Эта молодежь, преимущественно мужская (с включением женских, но также силовых, групп), выйдя на улицы, утопила бы страну в хулиганстве и разбое. Но, к радости правоохранителей, ее потенциал оценили серьезные люди. Готовых к насилию молодых людей приставили к делу. Правоохранителям пришлось ввести новый термин: ОПГ — организованная преступная группировка. «Солнцевские», «ореховские», «тамбовские» — слова, которые теперь знают в полиции Кипра, Салоник и Майами получше, чем в Солнцеве, Орехове-Борисове и Тамбове. Территориально-возрастные группировки превратились в профессионально-социальные сообщества. К ним применили название «мафия», теперь не отлепить. (С итальянскими образцами родство не генетическое. Это аналоги.)
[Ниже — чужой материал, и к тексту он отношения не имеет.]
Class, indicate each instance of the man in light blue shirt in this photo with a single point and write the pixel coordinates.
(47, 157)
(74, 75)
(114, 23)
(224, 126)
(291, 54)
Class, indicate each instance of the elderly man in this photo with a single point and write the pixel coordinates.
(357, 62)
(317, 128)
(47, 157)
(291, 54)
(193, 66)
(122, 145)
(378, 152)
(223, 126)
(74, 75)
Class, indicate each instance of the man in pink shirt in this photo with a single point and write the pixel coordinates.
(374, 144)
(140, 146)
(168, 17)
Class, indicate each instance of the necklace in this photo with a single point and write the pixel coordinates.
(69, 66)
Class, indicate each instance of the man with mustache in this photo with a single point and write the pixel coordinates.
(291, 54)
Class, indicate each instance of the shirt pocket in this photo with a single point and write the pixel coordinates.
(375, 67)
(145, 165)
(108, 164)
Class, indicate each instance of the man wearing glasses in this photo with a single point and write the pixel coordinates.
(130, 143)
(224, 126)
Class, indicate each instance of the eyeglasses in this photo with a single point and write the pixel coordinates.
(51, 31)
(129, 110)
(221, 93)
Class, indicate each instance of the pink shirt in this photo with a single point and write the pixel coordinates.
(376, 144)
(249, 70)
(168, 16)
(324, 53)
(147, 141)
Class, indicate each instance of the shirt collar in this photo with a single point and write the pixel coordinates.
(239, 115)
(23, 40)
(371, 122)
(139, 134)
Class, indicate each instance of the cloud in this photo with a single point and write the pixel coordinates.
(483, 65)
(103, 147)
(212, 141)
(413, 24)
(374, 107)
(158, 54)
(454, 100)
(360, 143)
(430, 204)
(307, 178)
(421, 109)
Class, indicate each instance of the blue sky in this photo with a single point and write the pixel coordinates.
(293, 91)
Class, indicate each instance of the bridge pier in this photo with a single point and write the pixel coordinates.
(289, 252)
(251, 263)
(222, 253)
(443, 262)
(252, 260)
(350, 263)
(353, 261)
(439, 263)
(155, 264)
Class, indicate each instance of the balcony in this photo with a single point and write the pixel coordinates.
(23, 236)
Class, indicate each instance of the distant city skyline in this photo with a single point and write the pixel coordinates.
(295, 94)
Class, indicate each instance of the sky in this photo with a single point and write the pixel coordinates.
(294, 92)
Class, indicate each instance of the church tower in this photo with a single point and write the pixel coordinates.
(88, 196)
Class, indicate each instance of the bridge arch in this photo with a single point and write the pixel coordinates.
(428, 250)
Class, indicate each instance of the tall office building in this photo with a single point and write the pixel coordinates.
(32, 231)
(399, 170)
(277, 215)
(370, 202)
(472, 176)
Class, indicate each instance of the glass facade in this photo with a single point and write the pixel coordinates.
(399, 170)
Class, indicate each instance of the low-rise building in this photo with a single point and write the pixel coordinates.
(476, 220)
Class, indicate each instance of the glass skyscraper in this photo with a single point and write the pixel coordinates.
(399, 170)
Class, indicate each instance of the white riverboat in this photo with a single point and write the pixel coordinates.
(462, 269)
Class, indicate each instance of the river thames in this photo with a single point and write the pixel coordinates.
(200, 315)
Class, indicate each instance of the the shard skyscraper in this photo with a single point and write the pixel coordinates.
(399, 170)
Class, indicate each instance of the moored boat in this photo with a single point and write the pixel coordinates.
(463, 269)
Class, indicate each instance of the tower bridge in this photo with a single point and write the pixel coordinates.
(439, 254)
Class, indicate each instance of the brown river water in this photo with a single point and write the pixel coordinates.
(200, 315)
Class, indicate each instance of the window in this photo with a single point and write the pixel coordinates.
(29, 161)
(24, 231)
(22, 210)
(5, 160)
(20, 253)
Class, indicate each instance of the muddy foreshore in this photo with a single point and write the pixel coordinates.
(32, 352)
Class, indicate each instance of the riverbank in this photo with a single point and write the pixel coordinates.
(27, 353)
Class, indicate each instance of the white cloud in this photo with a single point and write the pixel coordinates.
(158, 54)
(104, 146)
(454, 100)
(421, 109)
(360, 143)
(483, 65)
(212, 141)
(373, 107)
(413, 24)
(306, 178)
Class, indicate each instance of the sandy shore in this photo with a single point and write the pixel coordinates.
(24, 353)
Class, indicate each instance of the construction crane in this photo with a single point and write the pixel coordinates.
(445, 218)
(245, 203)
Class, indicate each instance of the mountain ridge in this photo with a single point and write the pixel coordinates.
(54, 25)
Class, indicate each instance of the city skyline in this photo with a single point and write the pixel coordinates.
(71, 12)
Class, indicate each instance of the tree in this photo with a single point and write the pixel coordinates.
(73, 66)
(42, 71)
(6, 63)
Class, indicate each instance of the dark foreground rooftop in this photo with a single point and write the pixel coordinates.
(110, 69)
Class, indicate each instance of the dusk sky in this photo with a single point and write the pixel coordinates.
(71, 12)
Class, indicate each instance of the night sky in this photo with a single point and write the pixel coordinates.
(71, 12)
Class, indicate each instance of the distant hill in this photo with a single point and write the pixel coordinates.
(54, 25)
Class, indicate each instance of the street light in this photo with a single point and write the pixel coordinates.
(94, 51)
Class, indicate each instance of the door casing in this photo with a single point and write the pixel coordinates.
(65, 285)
Отметим, читатель, черты гражданского общества в нашей мафии. После того, как мы их находили в ОГПУ, нам ничего не страшно. Есть ли надличностный, надгрупповой уровень отношений в этом институте? Да. А есть ли защищенность от государства? Да, самая высокая из имеющихся. Есть ли солидарность, этос, стиль, репрезентация в большом обществе? Да, да и да. Добавим, что по сложности и эффективности эта структура в начале 1990-х была явно впереди большинства действующих. Только развитие финансового сектора и информационных технологий в самые последние годы оттеснили мафию с первых мест среди сложных социально-технологических систем.
Чтобы не так уж огорчать ваших родственников, читатель, давайте скажем, что годы ослабления госдавилки позволили развиться не только криминальным, но и полукриминальным и даже почти совсем не криминальным вторичным структурам. Среди последних я бы назвал Интернет.
Это социальное образование не имеет многих атрибутов классических гражданских организаций. Но здесь (здесь значит в Рунете) его главные насельники — уже второе непоротое поколение — развили такие сильные формы социальности, что начинают перехватывать те, что были рождены в невиртуальных сферах, вроде музфанатства и тому подобного.
Защищенность от государства пока есть, внутрикорпоративные связи, субкультурные особенности и прочая атрибутика вторичных структур налицо. Судя по скорости его распространения, Интернет как виртуальное гражданское общество распространится по России раньше, чем соответствующие формы «живой» социальной сети. Интернет не заменит живых отношений. Но он поможет им сложиться и возникнуть.
На прощанье считаю себя обязанным сказать, что я рассказал лишь о том, что видится лично мне. Но несколько уважаемых мной лиц в недавнее время высказывались в том смысле, что некие самодеятельные и суверенные социальные структуры (кроме отмеченных мной) начинают появляться в отечестве. Если вы, читатель, замечали что-либо похожее, постарайтесь об этом рассказать. Для нашей с вами жизни это очень важно.